Abstract

Etravirine demonstrates activity against NNRTI-resistant HIV-1 but its efficacy depends on the number of etravirine resistance-associated mutations (RAMs). This study aimed to evaluate the role of etravirine in the second regimen in a resource-limited setting. Genotype resistance assay was conducted in a cohort of HIV-infected patients who experienced virological failure from an initial NNRTI-based regimen. We focused on etravirine-RAMs previously described: V90I, A98G, L100I, K101E/P, V106I, V179D/F, Y181C/I/V, and G190A/S. Frequency and predicting factors for <or=2 etravirine-RAMs were evaluated. There were 158 patients with a median duration of ART prior to failure of 22 months. The median CD4 cell count and HIV-1 RNA at the time of virological failure were 173 cells/mm(3) and 4.1 log copies/mL, respectively. Of all, 75.3% of patients were predicted to have <or=2 etravirine-RAMs. From logistic regression, there was no clinical factor to predict etravirine susceptibility. Patients with <or=2 etravirine-RAMs had lower rates of K65R (3.4% vs 17.9%, p=0.005), Q151M (5.9% vs 20.5%, p=0.012), and multi-NRTI resistance mutations (16.8% vs 48.7%, p<0.001) when compared to patients with >2 etravirine-RAMs.
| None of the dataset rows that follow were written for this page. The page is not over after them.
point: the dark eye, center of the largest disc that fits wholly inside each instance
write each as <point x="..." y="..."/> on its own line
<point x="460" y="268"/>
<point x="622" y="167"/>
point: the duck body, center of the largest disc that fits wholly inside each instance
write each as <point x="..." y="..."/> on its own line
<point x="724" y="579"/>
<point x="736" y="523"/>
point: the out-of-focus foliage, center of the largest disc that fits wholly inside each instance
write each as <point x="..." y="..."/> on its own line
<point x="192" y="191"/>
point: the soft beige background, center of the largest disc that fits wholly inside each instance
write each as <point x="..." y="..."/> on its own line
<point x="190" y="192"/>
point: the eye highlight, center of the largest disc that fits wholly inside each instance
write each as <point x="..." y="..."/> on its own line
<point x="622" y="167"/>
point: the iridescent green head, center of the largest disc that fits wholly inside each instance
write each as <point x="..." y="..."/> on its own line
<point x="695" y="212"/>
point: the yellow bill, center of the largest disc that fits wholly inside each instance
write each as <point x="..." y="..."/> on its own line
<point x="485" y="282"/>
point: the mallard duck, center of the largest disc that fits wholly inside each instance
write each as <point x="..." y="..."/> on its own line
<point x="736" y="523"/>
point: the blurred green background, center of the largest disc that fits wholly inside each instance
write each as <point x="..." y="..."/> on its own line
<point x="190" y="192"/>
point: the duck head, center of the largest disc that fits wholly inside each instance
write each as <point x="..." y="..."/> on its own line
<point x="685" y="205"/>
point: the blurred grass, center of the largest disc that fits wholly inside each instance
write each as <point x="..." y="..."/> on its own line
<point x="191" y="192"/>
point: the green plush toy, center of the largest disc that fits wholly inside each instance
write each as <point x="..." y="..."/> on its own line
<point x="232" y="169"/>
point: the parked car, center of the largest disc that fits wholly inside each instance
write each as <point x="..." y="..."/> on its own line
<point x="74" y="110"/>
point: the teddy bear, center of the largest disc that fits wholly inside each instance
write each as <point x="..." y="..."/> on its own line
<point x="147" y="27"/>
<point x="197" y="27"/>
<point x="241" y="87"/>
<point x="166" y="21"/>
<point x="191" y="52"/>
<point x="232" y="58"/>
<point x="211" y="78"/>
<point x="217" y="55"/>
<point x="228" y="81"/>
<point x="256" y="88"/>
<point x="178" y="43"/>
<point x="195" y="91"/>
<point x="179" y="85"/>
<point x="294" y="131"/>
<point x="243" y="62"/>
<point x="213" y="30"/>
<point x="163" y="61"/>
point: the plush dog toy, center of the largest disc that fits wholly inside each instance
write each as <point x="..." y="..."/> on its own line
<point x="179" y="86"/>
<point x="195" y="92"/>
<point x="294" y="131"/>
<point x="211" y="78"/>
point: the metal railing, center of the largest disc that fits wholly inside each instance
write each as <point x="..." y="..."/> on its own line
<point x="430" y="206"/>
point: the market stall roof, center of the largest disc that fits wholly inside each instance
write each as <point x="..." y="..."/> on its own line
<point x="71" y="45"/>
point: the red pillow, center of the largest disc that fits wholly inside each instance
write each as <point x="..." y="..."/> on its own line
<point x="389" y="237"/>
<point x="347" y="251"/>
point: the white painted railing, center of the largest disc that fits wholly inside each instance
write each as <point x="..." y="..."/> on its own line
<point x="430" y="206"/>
Etravirine may have activity for using in the second regimen in most patients in resource-limited setting who fail an initial NNRTI-based regimen. Genotype testing is needed to identify this group. Some of these patients, indicated by genotype results, may be able to use etravirine plus 2 active NRTIs for second ART regimen. This strategy may be an option for patients who cannot afford or tolerate protease inhibitor. Prospective study to evaluate this strategy should be conducted in resource-limited setting.